Toranaga read them the message, except the private part about Kiri and the Lady Sazuko. When he had finished they looked at him and each other incredulously, not only because of what the message said but also because he was so openly taking them all into his confidence.

They were seated on mats set in a semicircle around him in the center of the plateau, without guards, safe from eavesdroppers. Buntaro, Yabu, Igurashi, Omi, Naga, the captains, and Mariko. Guards were posted two hundred paces away.

“I want some advice,” Toranaga said. “My counselors are in Yedo. This matter is urgent and I want all of you to act in their place. What’s going to happen and what I should do. Yabu-san?”

Yabu was in turmoil. Every path seemed to lead to disaster. “First, Sire, just exactly what is ‘Crimson Sky’?”

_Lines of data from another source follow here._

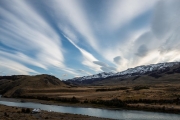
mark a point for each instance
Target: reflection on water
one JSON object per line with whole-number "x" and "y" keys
{"x": 113, "y": 114}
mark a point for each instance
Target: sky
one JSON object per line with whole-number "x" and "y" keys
{"x": 73, "y": 38}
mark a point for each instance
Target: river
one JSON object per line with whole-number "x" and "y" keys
{"x": 103, "y": 113}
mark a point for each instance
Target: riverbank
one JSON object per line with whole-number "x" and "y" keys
{"x": 164, "y": 108}
{"x": 15, "y": 113}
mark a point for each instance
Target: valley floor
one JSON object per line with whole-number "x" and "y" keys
{"x": 15, "y": 113}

“It’s the code name for my final battle plan, a single violent rush at Kyoto with all my legions, relying on mobility and surprise, to take possession of the capital from the evil forces that now surround it, to wrest the person of the Emperor from the filthy grasp of those who’ve duped him, led by Ishido. Once the Son of Heaven’s safely released from their clutches, then to petition him to revoke the mandate granted the present Council, who are clearly traitorous, or dominated by traitors, and grant me his mandate to form a new Council which would put the interests of the realm and the Heir before personal ambition. I would lead eighty to one hundred thousand men, leaving my lands unprotected, my flanks unguarded, and a retreat unsecured.” Toranaga saw them staring at him flabbergasted. He did not mention the cadres of elite samurai who had been so furtively planted in many
of the important castles and provinces over the years, and who were to explode simultaneously into revolt to create the chaos essential to the plan.